= Virginia Tech Stability Wind Tunnel =

Wind tunnel located at Virginia Tech university

The Virginia Tech Stability Wind Tunnel is a medium-scale wind tunnel located at Virginia Polytechnic Institute and State University (Virginia Tech) in Blacksburg, Virginia. With a test section measuring 6 by 6 ft and maximum wind speeds of approximately 262.6 ft/s, it is one of the largest university-owned wind tunnels in the United States, and is used for a wide variety of research projects within the college as well as being contracted out for commercial use, especially product testing. Professor William Devenport is the current director, and Dr. Aurelien Borgoltz is the assistant director.

==History==
The Stability Wind Tunnel was first built by the National Advisory Committee on Aeronautics (NACA), the predecessor to NASA, at Langley Research Center in 1940. The wind tunnel was used by NACA for deriving the dynamic stability of fixed models for nearly two decades. In 1958, shortly after being declared surplus, it was acquired by Virginia Tech and was attached to the university's Randolph Hall, where it was re-activated in 1961, and remains active to this day, currently being operated by the Department of Aerospace and Ocean Engineering.

==Technical details==

The Stability Wind Tunnel is powered by a 600-horsepower motor which turns a 14 ft propeller. In the 1990s, the fan was updated with new, custom-made blades built by Prince Aircraft Company. With the usual set-up, the wind tunnel can, at max velocity, attain a Reynolds Number of over 5,000,000. The removable test section currently in use in the tunnel utilizes stretched Kevlar walls which allow sufficient air flow to exit the system while not disrupting the airflow within the test section. This causes an absence of background noise allows researchers to monitor the sounds coming from the test section with microphones in order to gain data regarding the airflow and turbulence of smooth airfoils and other objects. Along with chambers placed alongside the test section, this leads to the current test section being called "anechoic".

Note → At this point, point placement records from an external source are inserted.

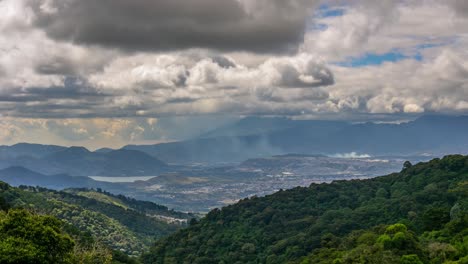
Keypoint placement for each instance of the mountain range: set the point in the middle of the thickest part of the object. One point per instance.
(259, 137)
(79, 161)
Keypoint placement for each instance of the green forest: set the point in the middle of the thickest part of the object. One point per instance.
(419, 215)
(117, 222)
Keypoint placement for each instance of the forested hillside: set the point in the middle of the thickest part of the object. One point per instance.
(118, 222)
(419, 215)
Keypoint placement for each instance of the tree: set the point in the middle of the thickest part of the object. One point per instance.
(28, 238)
(407, 165)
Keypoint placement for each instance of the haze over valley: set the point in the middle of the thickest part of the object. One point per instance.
(233, 131)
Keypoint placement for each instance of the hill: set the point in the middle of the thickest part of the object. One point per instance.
(419, 215)
(119, 222)
(260, 137)
(21, 176)
(79, 161)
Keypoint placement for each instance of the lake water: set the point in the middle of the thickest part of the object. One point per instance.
(121, 179)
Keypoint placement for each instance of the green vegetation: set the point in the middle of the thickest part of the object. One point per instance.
(419, 215)
(120, 223)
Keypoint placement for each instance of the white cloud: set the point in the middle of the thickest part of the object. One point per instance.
(41, 77)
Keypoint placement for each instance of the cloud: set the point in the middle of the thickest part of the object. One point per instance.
(162, 25)
(150, 60)
(351, 155)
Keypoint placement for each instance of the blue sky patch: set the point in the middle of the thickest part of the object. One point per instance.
(327, 11)
(377, 59)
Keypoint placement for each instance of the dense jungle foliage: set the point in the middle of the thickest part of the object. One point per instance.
(419, 215)
(120, 223)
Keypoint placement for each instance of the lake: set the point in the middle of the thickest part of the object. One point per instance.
(121, 179)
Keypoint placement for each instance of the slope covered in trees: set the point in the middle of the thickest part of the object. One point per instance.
(118, 222)
(419, 215)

The majority of the data is currently received and analyzed by a National Instruments mainframe, alongside a number of amplifiers and other assorted equipment.

==Commercial use==

The Stability Wind Tunnel has been utilized for research by a number of private organizations. These include a NASA-sponsored acoustic test regarding the landing gear of the Boeing 777 and simulated maneuvers of a scale aircraft in order to obtain data for descent of the aircraft.